The second bedroom is for guests. My mom swore she was going to visit me as often as she could manage, which, to her meant once a month, to me meant once every three, and has turned out to be twice in the entire time I’ve been away from home-nearly ten years now. Sometimes Tom or one of the other WB boys might stay over, but the second bedroom’s empty more often than not.
Jared’s asked why I keep a two-bedroom apartment when a single would suit my lifestyle just fine, tells me the money I could save… but it’s never been about the money, and the second bedroom has never gone entirely without use. Tonight is the first night I’ve ever been truly glad to have the extra room though.
I’ve already put Jared’s bag on the bed, with a towel and washcloth from my linen closet. I left a hoodie and an extra blanket too-he’s in a tank and basketball shorts, and its supposed to be cold tonight, chilly tomorrow.

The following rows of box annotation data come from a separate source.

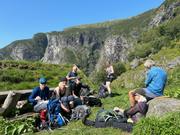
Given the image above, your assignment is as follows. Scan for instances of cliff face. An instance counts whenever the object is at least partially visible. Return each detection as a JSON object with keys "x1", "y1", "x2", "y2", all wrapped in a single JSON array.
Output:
[
  {"x1": 0, "y1": 0, "x2": 180, "y2": 73},
  {"x1": 0, "y1": 33, "x2": 47, "y2": 61}
]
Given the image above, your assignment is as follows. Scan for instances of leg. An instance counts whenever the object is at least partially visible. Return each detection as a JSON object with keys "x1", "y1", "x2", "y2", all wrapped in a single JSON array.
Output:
[
  {"x1": 129, "y1": 90, "x2": 136, "y2": 107},
  {"x1": 106, "y1": 81, "x2": 111, "y2": 94}
]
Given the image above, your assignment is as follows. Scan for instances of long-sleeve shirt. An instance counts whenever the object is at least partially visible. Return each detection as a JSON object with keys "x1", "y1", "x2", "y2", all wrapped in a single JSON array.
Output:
[
  {"x1": 28, "y1": 86, "x2": 49, "y2": 105},
  {"x1": 145, "y1": 66, "x2": 167, "y2": 96}
]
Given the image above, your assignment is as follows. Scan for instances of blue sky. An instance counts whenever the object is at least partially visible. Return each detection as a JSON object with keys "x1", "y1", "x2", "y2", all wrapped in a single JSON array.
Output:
[{"x1": 0, "y1": 0, "x2": 164, "y2": 48}]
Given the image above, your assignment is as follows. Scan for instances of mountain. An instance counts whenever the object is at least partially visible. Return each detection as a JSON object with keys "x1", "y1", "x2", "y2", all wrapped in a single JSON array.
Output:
[{"x1": 0, "y1": 0, "x2": 180, "y2": 74}]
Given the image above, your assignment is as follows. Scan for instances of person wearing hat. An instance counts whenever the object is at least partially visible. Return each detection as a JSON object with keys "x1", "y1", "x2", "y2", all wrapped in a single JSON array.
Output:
[
  {"x1": 28, "y1": 77, "x2": 50, "y2": 112},
  {"x1": 72, "y1": 77, "x2": 88, "y2": 100},
  {"x1": 129, "y1": 59, "x2": 167, "y2": 107}
]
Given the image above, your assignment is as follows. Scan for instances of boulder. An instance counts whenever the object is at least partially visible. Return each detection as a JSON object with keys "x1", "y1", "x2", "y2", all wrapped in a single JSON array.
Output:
[{"x1": 146, "y1": 97, "x2": 180, "y2": 117}]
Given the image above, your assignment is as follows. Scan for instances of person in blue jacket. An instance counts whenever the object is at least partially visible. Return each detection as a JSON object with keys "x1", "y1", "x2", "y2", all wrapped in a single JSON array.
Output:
[
  {"x1": 28, "y1": 77, "x2": 50, "y2": 112},
  {"x1": 129, "y1": 60, "x2": 167, "y2": 107}
]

He hasn’t moved. I shrug. “Yeah, so… I’m going to bed, Jare. Whatever you want, man.” I don’t know what else to tell him, so I brush my teeth and take care of some business in the bathroom before going to bed, punching my pillow a few times before settling my head and closing my eyes.
I wake up a couple hours later to visit the bathroom, remind myself that I should really know better than to drink all that beer before going to bed. As I’m padding back to my room, I hear it. Small, barely audible noises like a wounded animal, quiet and scared, coming from my living room, and when I take a few steps down the hall to investigate, they get louder, but not enough, just hitching of breath now, muffled sobs, and I know it’s Jared, and I know he’s crying.
He’s crying alone for a reason. I know he doesn’t want me seeing him this way, but he’s my best friend, like my baby brother… how do I just leave him to cry alone, knowing that he is?
“Jared?” I call from the hall.
A loud sniffle is my reply, and I can picture him wiping his eyes and trying to stop the tears. “G’way, Jensen,” comes the hushed reply after a moment of silence. “I’m fine.”
“The bed might be more comfortable.”
“I’m fine.” Stronger now, but still with a hitch at the end, and I get one of the couch pillows hurled down the hall at me when I mutter under my breath, ‘right’.
I go to bed, lie awake until dawn, staring at the ceiling, thinking.